# Help Choose Kitchen Appliances PLZ



## internalharm (Jun 11, 2009)

Hello everyone! I'm planning to remodel the kitchen. I already choose the cabinet, counter top, floor. Now it's time to choose the appliances. I'm planning on going for a higher-end appliances. BTW my kitchen are not that big. I was just wondering which one company to buy. They are all built-in. Here are my selections.

36" Blue Star Cook-top (22k btu gas) or 36" Wolf Range-top (16k btu gas) 
Both are 6burnerss.
Which one to choose?

42" Viking Side by SideRefrigeratorr or 42" Subzero Side by SideRefrigeratorr
Which one is better/ the one I should get?

30" Wolf Oven E Series
Was thinkin of Viking but I do want the dual fan.
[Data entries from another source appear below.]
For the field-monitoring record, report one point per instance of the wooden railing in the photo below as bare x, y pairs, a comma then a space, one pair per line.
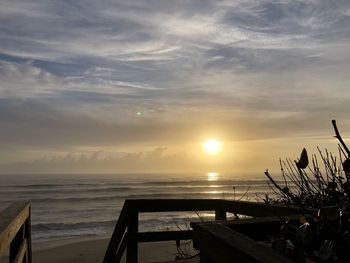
126, 235
15, 233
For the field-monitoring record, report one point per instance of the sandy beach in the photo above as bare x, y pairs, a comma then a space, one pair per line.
88, 250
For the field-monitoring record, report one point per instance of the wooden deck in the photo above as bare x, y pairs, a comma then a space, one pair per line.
126, 235
15, 233
15, 226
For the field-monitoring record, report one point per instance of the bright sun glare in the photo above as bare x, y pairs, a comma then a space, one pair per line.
212, 146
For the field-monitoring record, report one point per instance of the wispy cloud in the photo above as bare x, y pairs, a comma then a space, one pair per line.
75, 73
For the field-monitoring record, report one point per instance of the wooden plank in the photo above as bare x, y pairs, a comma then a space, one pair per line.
164, 236
132, 245
238, 207
223, 245
12, 219
117, 236
220, 214
121, 249
21, 252
28, 236
255, 228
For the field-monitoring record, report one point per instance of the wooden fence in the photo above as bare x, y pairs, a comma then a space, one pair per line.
126, 235
15, 233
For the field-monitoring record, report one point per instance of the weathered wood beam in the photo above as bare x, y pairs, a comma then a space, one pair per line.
220, 244
164, 236
12, 220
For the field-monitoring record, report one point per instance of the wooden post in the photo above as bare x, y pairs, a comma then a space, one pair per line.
220, 214
16, 244
132, 245
28, 236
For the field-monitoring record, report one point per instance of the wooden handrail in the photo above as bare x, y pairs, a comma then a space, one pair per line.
15, 232
126, 235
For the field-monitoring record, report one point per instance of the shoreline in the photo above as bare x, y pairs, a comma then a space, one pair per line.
92, 249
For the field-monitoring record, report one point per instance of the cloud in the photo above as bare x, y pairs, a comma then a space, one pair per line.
74, 74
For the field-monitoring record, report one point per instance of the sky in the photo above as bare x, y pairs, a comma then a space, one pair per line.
137, 86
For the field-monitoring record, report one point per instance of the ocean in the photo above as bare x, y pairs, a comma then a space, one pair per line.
66, 206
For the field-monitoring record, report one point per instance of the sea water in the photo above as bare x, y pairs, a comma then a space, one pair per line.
66, 206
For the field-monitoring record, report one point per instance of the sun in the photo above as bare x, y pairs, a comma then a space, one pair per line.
212, 146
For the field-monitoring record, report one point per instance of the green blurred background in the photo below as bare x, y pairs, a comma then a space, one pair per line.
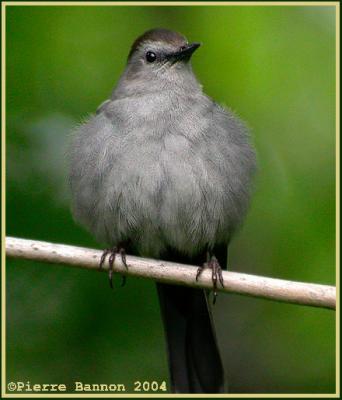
274, 66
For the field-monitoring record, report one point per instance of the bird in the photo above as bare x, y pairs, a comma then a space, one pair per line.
163, 171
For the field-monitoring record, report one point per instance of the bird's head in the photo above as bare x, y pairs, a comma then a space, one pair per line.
159, 57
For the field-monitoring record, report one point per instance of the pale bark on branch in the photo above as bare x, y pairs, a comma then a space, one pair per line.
301, 293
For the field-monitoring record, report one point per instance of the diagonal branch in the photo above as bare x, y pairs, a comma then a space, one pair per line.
179, 274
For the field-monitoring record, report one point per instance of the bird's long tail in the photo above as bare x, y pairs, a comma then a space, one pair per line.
194, 360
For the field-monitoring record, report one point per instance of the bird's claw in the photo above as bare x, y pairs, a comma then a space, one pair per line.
112, 255
216, 273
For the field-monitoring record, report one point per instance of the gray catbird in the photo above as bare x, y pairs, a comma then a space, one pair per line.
163, 171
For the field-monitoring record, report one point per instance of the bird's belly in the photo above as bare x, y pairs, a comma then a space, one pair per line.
163, 199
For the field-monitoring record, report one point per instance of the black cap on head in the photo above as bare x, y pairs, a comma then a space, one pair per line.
159, 35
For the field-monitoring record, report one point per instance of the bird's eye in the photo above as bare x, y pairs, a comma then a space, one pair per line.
150, 56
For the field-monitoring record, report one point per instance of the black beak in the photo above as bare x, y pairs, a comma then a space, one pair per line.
183, 53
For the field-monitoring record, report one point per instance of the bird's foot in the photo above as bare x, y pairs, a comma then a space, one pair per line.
216, 273
112, 255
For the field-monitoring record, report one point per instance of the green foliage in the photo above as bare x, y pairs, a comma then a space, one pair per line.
274, 66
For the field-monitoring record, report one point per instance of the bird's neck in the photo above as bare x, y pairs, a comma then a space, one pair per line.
175, 83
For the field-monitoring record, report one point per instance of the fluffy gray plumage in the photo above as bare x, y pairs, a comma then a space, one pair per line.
164, 168
161, 163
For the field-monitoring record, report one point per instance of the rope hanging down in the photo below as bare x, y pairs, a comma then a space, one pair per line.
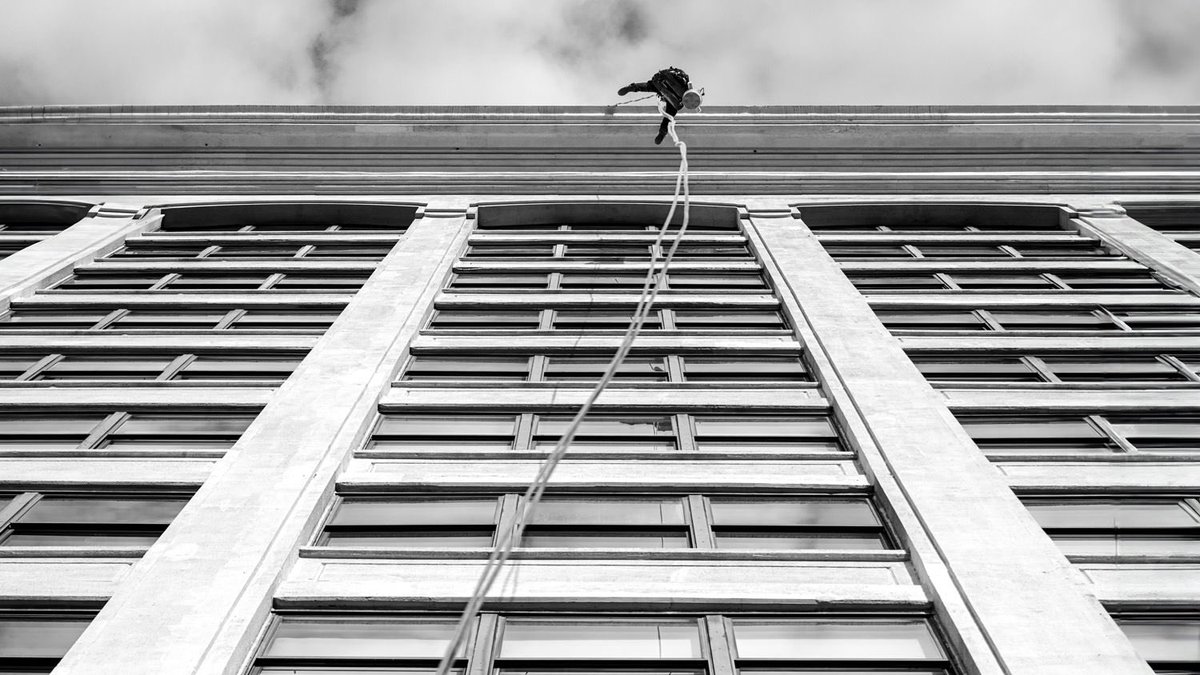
508, 541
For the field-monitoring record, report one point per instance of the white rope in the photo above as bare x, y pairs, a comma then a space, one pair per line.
508, 541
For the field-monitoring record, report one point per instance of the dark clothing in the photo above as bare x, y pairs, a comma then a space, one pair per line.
670, 84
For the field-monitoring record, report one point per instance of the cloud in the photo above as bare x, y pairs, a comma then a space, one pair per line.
579, 52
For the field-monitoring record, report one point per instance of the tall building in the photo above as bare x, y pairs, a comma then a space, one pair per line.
922, 393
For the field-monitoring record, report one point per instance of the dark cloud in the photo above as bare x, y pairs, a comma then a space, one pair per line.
577, 52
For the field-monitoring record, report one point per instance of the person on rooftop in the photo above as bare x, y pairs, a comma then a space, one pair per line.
673, 87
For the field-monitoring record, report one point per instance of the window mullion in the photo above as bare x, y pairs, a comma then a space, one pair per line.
228, 320
701, 525
947, 280
1056, 280
103, 429
40, 366
177, 364
270, 282
109, 320
507, 521
1182, 368
720, 645
687, 438
525, 432
1042, 369
538, 368
481, 651
991, 321
675, 368
1105, 426
165, 280
16, 507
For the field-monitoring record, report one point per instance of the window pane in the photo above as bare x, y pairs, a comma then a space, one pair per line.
581, 511
78, 539
451, 538
606, 426
467, 368
1109, 366
539, 538
39, 638
202, 424
797, 542
837, 639
1169, 639
359, 512
715, 369
1115, 514
360, 638
453, 425
973, 369
765, 426
579, 640
820, 513
652, 369
121, 511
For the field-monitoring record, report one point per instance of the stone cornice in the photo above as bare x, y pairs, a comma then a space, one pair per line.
55, 150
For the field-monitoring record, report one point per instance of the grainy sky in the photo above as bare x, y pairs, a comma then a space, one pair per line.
579, 52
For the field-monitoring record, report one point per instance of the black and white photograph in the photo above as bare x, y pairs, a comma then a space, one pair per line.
600, 336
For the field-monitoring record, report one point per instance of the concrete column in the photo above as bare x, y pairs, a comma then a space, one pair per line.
1144, 244
199, 598
1012, 578
35, 267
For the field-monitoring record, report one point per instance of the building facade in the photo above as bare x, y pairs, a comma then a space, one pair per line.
922, 393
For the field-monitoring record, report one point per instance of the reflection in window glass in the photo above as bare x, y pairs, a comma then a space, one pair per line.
39, 638
1164, 639
837, 639
360, 638
527, 638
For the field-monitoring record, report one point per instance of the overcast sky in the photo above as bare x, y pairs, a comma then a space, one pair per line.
579, 52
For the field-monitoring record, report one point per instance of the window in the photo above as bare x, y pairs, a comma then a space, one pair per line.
1033, 435
792, 434
34, 640
1071, 320
87, 519
1061, 246
706, 282
999, 281
589, 369
737, 366
137, 432
859, 643
607, 318
605, 434
121, 320
163, 249
606, 251
1169, 643
1097, 366
532, 644
751, 368
261, 368
1029, 435
472, 368
595, 521
427, 521
1143, 526
631, 432
603, 227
24" Viking Custom Front Intelli-Wash Dishwasher - DFB450
Viking was the only one I can think of, any suggestion?

36" Wolf Pro Wall Hood 24" Wide
Not sure if they come with optional dual motor.

24" Wolf Microwave 
A little bit confused about the difference in: Convection Microwave, Microwave, and Drawer Microwave Oven.

Wolf Warming Drawer
Not sure if I should get it or not? Is it really worth it?

No Trash Compactor, had bad exsperience with my old one.
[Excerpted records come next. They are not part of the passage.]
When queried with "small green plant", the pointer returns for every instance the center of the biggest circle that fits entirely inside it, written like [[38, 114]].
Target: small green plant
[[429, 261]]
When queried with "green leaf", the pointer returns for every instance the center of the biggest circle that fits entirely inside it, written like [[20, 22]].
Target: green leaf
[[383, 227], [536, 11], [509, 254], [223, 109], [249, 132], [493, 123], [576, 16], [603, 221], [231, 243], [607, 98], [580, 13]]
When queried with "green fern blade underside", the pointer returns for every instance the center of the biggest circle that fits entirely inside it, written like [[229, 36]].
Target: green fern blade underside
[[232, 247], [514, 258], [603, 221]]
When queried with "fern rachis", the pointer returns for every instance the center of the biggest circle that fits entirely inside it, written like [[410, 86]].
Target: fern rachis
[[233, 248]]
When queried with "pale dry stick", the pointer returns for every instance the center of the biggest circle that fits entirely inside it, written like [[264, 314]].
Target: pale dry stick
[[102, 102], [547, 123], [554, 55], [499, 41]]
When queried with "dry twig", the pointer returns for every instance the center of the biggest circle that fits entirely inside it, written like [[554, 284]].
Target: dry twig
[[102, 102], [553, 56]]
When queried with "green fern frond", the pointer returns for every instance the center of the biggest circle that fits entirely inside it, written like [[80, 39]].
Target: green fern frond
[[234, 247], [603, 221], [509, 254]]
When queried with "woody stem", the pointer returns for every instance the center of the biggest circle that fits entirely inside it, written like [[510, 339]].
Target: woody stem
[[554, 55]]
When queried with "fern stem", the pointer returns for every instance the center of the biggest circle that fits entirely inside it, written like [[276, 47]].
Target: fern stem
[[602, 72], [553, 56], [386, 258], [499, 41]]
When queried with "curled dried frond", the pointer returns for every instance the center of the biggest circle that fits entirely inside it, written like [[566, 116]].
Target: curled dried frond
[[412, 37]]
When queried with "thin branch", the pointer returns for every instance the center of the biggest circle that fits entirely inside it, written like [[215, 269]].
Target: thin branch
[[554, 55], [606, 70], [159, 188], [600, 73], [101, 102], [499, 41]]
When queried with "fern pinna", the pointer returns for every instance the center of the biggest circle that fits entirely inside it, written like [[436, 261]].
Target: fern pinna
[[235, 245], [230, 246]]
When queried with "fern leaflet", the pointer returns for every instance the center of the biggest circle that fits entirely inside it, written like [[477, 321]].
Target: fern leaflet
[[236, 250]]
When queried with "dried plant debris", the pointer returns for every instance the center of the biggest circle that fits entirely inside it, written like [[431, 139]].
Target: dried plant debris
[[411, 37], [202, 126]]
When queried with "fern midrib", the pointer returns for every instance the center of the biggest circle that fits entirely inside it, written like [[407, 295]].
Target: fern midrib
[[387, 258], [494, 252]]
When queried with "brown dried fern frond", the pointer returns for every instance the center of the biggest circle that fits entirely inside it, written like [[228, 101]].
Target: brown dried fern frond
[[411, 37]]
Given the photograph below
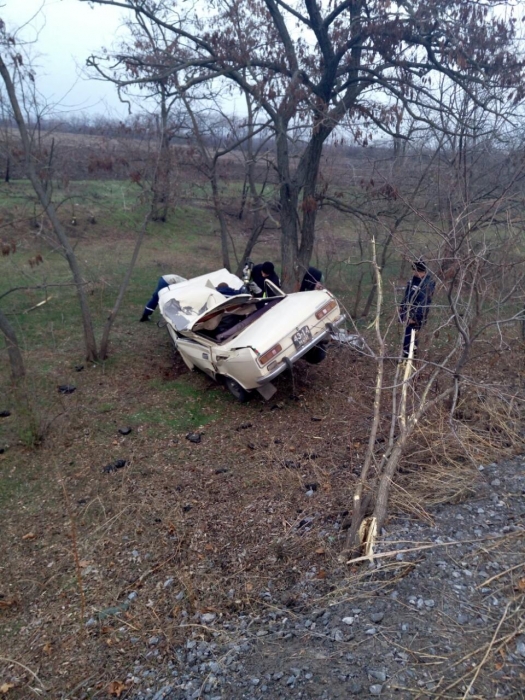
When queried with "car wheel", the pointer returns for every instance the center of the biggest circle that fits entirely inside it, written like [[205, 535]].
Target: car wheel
[[315, 355], [236, 390]]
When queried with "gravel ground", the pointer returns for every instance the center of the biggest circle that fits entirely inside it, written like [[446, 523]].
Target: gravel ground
[[441, 615]]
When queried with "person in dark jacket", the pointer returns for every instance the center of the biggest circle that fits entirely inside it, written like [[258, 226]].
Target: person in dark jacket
[[311, 280], [261, 273], [162, 283], [415, 306]]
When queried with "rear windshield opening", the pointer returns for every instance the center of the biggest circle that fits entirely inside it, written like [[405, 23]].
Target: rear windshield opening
[[231, 324]]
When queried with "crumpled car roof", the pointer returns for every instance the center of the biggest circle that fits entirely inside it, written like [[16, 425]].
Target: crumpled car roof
[[184, 304]]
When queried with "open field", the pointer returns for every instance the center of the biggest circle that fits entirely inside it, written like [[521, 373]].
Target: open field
[[258, 505]]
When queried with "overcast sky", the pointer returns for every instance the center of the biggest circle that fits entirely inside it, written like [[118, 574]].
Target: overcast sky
[[66, 33]]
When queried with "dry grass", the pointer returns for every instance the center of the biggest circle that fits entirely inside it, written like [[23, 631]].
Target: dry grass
[[226, 519]]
Any information or sugesstion is welcome. PLEASE HELP me out, I'm ordering it soon, within this month. 
BTW wolf and viking are having a 35% off at a store near my house. So do keep that in mind. Thanks!


----------



## mezzaluna (Aug 29, 2000)

Hello,

You have posted an equipment question in the Welcome Forum. We encourage you to introduce yourself and become part of the community.
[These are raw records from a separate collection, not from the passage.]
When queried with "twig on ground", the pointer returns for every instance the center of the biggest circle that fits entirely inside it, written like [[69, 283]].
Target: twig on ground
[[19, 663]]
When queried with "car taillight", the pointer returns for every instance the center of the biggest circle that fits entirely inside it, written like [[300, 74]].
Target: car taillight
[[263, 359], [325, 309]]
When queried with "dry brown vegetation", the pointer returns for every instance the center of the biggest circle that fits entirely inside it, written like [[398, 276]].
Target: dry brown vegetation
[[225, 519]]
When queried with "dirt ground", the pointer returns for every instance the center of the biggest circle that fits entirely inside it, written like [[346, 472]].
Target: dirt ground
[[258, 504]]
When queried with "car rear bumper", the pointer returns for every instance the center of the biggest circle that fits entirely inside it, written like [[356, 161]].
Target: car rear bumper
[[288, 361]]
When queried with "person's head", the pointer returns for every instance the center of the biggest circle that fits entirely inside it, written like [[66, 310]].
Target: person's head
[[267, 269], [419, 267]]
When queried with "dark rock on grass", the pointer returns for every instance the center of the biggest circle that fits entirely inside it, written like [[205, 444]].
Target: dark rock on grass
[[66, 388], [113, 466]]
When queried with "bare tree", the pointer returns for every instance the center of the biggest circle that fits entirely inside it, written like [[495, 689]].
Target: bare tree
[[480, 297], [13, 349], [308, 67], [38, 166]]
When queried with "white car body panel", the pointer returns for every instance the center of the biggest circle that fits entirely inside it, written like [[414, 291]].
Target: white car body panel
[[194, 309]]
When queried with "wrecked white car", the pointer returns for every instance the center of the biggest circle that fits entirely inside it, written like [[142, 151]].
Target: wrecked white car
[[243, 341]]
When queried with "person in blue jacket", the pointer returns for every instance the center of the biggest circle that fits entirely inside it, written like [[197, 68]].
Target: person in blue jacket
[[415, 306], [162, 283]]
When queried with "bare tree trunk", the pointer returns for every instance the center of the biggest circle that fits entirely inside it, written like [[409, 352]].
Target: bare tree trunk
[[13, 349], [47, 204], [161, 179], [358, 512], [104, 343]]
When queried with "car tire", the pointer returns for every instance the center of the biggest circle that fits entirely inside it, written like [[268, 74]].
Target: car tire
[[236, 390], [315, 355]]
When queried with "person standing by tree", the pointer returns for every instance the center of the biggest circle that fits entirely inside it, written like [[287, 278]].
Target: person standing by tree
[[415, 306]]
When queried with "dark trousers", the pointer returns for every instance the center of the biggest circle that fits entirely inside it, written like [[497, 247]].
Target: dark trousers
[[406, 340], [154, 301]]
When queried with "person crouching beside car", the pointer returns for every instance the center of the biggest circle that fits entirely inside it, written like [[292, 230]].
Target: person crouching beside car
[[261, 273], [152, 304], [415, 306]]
I'm moving your question to the Equipment forum, and hope that you'll receive the answers you're looking for. 

Good luck with your new kitchen!
Mezzaluna


----------



## boar_d_laze (Feb 13, 2008)

Pro look residential cooktops are a lot more residential than pro. The reason? Home gas lines are much smaller than commercial kitchen gas lines. The burners cannot and do not get as hot as true restaurant stoves. As a home cook that won't and shouldn't cramp your style because we do things differently at home.

Mostly that extra heat from a pro stove (and perhaps the Blue Star too) allows you to bring large pots to the boil quickly; and also preheat saute pans quickly. But that's not something you do at home. You could hold a pan an inch over a maxxed flame with one hand, while using a table spoon to simultaneously saute and baste a thin fish fillet (loupe de mer, anyone?). If that's your kind of cooking, you may want the extra power. On the other hand, remember what I said about gas lines. Check with an installer to make sure you have enough flow to really get 22K BTU out of the Blue Star. 

Another big-burner task is wokking. A dedicated wok burner is a VGT if you do a lot of Asian cooking.

Anyway... The true differences between various pro-look stove tops are features, reliability and whether or not you can get efficient local repair. Call stove repair shops in your area, tell them you're looking for a high end pro-look tops and ask for their recommendation. 

When you do choose a top make sure you understand your manufacturer's and retailer's warranty and repair policies -- including cost of home vists and guarantees against delay. Make this part of your negotiation. 

Jade has the best reputation for quality among the highest end pro-look tops and ranges. 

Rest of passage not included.